Caleb Lomu got the call. He's a Patriot now. And one of the first people to reach out wasn't a family member or an agent—it was Will Campbell, sending a congratulatory text to welcome the newest member to New England's roster.
That's not incidental. That's architecture. When veterans organically reach out to draft picks before the dust settles on draft night, you're seeing the remnants of a locker room that still values continuity and mentorship. Campbell doesn't have to text Lomu. There's no mandate, no team directive, no coach checking a box. He does it because that's what's expected in a Patriots organization that still operates with certain standards, even as we're two years into the Mike Vrabel and Eliot Wolf era.
It matters because rookies remember who believed in them first. They remember the small gestures—the text, the DM, the \"welcome to the team\" moment—when everything else is chaos and noise. Campbell reaching out early tells Lomu that he's got allies already. That there's a veteran presence ready to integrate him, teach him, push him. You can't measure that in metrics, but you can measure it in locker room cohesion come Week 1.

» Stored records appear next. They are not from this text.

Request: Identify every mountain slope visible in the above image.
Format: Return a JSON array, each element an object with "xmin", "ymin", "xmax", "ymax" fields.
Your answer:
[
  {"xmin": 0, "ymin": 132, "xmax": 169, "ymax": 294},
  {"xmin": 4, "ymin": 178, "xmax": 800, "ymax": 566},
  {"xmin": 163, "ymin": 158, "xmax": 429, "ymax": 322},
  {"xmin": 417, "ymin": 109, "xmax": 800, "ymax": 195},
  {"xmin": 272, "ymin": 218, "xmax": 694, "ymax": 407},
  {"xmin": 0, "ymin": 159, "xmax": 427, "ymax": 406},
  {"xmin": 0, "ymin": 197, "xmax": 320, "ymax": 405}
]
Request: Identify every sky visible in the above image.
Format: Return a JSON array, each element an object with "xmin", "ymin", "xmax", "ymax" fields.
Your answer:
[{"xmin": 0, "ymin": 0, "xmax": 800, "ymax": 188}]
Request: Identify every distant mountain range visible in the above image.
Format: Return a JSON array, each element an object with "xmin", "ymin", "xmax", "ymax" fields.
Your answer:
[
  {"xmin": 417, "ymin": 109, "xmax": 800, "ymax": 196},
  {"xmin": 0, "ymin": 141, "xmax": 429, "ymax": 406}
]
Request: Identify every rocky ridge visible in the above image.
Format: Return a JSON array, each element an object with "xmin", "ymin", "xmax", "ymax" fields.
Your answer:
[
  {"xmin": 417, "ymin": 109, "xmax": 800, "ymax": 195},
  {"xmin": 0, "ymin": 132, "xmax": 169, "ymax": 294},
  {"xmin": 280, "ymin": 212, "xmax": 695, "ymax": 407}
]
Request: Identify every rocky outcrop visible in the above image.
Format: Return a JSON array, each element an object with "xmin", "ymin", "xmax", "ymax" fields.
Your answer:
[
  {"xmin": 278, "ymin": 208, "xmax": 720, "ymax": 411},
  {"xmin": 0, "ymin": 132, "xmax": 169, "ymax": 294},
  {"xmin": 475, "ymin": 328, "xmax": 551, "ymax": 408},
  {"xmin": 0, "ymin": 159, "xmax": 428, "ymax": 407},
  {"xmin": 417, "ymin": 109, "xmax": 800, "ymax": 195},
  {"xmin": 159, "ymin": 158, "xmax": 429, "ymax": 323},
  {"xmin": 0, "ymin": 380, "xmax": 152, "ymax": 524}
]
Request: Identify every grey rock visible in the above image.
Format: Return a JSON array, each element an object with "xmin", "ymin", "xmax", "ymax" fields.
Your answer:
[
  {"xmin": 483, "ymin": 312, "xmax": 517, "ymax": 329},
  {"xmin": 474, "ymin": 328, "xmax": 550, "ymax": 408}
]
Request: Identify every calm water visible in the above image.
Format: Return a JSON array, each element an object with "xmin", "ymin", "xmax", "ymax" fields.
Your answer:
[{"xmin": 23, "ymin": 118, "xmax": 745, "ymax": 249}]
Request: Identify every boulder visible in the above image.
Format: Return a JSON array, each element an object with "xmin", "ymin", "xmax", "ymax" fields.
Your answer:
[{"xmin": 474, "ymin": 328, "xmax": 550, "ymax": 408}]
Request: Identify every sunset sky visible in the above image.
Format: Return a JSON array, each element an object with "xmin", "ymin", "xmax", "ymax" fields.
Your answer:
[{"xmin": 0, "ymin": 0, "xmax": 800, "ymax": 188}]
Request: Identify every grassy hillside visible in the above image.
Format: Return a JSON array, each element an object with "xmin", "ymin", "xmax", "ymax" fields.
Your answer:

This is also a signal about the Patriots' roster construction right now. Campbell sticking around matters. He's become the kind of established presence who sets the tone, who welcomes rookies, who models professionalism. If the goal under Vrabel and Wolf is to rebuild with accountability and a strong culture, these small moments compound. The text to Lomu is one. But multiply it across a locker room and you've got something.
We don't need flowery narratives about draft night. We just need guys taking care of guys. Campbell did that. It's simple, it's effective, and it's a good sign.